# American Style Street Lights



## Rod Fearnley (Jan 2, 2008)

Guys I want to make some street lights, using LED's. I managed to make some with round globes that looked quite good. But, I would like to make some with the Boulevard type Glass tops. I have seen them all over the States.

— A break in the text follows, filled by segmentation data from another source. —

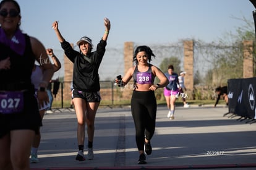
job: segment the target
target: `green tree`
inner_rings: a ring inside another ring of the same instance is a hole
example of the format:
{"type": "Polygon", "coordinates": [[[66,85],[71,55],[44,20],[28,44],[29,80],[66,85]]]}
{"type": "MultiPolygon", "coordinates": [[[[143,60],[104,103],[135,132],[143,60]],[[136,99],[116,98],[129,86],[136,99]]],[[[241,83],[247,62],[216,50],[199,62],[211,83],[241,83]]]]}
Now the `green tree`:
{"type": "Polygon", "coordinates": [[[170,57],[169,58],[164,58],[160,64],[160,68],[163,72],[166,72],[168,70],[168,66],[173,65],[174,67],[174,72],[179,74],[181,71],[181,60],[177,57],[170,57]]]}

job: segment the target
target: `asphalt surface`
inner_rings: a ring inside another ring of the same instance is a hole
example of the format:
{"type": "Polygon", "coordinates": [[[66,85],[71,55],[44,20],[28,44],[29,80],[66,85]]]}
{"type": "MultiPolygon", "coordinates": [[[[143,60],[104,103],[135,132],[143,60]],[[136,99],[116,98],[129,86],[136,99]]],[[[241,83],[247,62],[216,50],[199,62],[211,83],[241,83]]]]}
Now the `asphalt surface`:
{"type": "MultiPolygon", "coordinates": [[[[100,108],[95,120],[93,160],[75,160],[75,112],[56,110],[45,116],[38,150],[31,169],[256,169],[256,122],[223,116],[224,106],[177,107],[175,119],[158,106],[152,154],[138,164],[139,153],[130,108],[100,108]]],[[[87,143],[87,135],[85,135],[87,143]]],[[[87,149],[85,147],[85,155],[87,149]]]]}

Now here is the Crippler, does anybody know where I can buy just these types of Globel/lantern. The lifelike and LGB lamps are too big to my eye. I only want the tops. Any idea's? Perhaps if I could get one, I could cast some with clear resin?


Thanks for any help.


----------



## Pete Thornton (Jan 2, 2008)

You mean like this ?


----------



## Rod Fearnley (Jan 2, 2008)

Not those Pete. The ones that I want to make, have a frosted glass "globe" on top. Looks kind of like an old candy jar or small DQ sundae shape (?) if that helps.


----------



## tmejia (Jan 2, 2008)

Hi Rod,

Do you mean like one of these?










Tommy
Rio Gracie


----------



## Homo Habilis (Jul 29, 2011)

Or perhaps something like > this < ?


----------



## Rod Fearnley (Jan 2, 2008)

That's the one's Tommy. Like this one.


----------



## David Leech (Dec 9, 2008)

Rod,
If you plan on casting some, why not just turn something on a lathe (or drill press) and do just that.
You don't say what scale, and therefor what size you are looking for.
Good luck with the search.
All the best,
David Leech, Delta, Canada


----------



## Gary Armitstead (Jan 2, 2008)

You can still see these in some areas of older Los Angeles. neighborhoods. There were some around the old Glendale, CA station up until just a few years ago. That's the station that was used in the movie "Double Indemnity" with Edward G. Robinson, Barabara Stanwyck and Fred MacMurray.


----------



## Rod Fearnley (Jan 2, 2008)

David, I think that is where I will end up eventually. Making a master on my Unimat lathe then casting them in clear Resin. I was hoping for an easier way though. Ideally 1/29, although i would accept 1/24 or 1/32. 
Yes Gary, i have seen them there, also around Old Town, Kissimmee.
Thanks all.


----------



## tmejia (Jan 2, 2008)

Hi Rod,

Your post and Gary's got me curious about LA street lights.
Found this link from LA Dept of Water and Power

http://http://waterandpower.org/museum/Early_Bureau_of_Power_and_Light_Streetlights.html

It has a lot of pictures of all styles of LA street lights. Here are a couple of the single pole type.




















Tommy
Rio Gracie


----------



## Naptowneng (Jun 14, 2010)

You might investigate O scale items and many times they are much too big for O and sometimes too big for G as well......

For example

http://www.hobbylinc.com/bachmann-operating-streetlights-3-o-scale-model-railroad-street-light-42611

http://www.amazon.com/Williams-Bachmann-Lighted-Street-Lights/dp/B004WUHR7I


Jerry


----------



## Rod Fearnley (Jan 2, 2008)

Tommy the glass "globe" on the top of the pole is what I,m after. As I said,think its a lathe and casting Job. Great pictures, thanks for posting.
I,ll take a lookin the 0 scale catalogue's too. Thanks Jerry.


----------